The most predictable result of the 2006 Winter Olympics duly occurred here yesterday when Austria came last in the 4x10km cross-country skiing relay after an overnight armed police raid of the team's rooms on suspicion of drug use.

Any sympathy for the team is likely to be suspended until the results of tests taken on 10 skiers ­ six from cross-country, four from biathlon ­ are made known today or tomorrow.

A spokesman for the Italian police claimed that the athletes had thrown some used medical equipment out of the window. "We found used and non-used medical equipment, syringes," he said. Police said in a statement that the equipment found in the raid was being sent for examination.

The Austrians, however, were furious at the behaviour of the police.

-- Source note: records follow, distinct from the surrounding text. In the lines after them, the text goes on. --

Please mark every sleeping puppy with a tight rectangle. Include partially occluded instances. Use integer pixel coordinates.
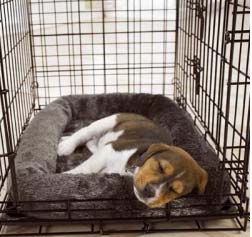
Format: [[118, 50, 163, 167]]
[[58, 113, 208, 208]]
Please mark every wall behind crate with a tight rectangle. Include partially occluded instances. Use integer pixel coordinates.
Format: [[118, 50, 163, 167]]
[[30, 0, 176, 106]]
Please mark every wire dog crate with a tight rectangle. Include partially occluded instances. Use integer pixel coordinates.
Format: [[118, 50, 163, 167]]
[[0, 0, 250, 235]]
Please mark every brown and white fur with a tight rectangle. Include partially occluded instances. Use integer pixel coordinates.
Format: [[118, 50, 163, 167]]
[[58, 113, 208, 208]]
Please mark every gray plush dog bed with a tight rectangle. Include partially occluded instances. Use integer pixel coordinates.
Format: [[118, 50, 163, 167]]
[[12, 94, 230, 219]]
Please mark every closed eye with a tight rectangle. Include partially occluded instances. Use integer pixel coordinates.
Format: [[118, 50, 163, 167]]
[[158, 162, 164, 173]]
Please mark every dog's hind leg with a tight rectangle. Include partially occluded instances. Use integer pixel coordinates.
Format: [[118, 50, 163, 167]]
[[58, 114, 117, 156]]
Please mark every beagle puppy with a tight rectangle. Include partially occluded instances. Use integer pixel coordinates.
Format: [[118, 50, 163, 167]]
[[58, 113, 208, 208]]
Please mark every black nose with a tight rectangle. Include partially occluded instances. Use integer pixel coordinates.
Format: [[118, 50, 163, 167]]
[[142, 184, 156, 198]]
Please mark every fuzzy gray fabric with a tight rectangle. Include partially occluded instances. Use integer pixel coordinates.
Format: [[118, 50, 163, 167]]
[[15, 94, 230, 219]]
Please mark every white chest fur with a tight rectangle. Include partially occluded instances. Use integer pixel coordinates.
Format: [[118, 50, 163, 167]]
[[58, 115, 137, 174]]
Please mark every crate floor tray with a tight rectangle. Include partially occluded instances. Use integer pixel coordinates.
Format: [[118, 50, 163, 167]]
[[15, 94, 230, 220]]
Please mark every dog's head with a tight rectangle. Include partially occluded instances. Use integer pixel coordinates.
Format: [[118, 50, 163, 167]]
[[134, 144, 208, 208]]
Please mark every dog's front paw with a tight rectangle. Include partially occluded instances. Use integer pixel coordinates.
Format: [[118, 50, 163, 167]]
[[57, 138, 77, 156]]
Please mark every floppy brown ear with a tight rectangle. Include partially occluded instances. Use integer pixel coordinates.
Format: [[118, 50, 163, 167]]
[[136, 143, 169, 167], [197, 167, 208, 194]]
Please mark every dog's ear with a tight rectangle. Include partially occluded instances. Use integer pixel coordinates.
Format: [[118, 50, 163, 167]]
[[197, 167, 208, 194], [136, 143, 169, 167]]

Their press officer, Erich Wagner, said: "Six guys were in their room with guns. They spread their legs, put their hands behind their necks and searched their bodies, their bags, everything. As far as I know this has never happened at an Olympic Winter Games."

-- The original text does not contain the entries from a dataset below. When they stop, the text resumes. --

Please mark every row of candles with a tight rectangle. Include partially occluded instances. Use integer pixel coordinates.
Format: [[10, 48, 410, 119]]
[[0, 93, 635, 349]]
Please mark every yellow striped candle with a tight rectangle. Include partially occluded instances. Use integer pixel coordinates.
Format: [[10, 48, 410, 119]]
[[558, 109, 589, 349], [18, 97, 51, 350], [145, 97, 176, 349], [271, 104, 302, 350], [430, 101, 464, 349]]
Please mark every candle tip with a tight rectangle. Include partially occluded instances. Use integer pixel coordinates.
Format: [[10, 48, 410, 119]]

The Austrians' third skier, Roland Diethart, was lapped by the leader and, under the rules, the team had to drop out, meaning that their fourth runner, Johannes Eder, did not start.

Officials from the International Olympic Committee had taken action in conjunction with police after reports that the banned Austrian biathlon coach, Walter Mayer, had visited the team.

Last night Austrian officials confirmed that Mayer had been sacked from his post after he crashed into a police barrier and was detained on his way back from Italy. According to reports, police in the southern Austrian village of Paternion approached Mayer's car after residents reported it parked on a roadside and found him asleep in his vehicle. Mayer sped off and crashed into two police cars blocking the road after refusing to undergo an alcohol breath test.

Mayer, who is allowed no involvement in the Olympics until beyond 2010 because of his role in a blood doping scandal at the Salt Lake Winter Games of 2002, has been put under formal investigation by Italian magistrates, but his arrest was not connected to that ongoing inquiry.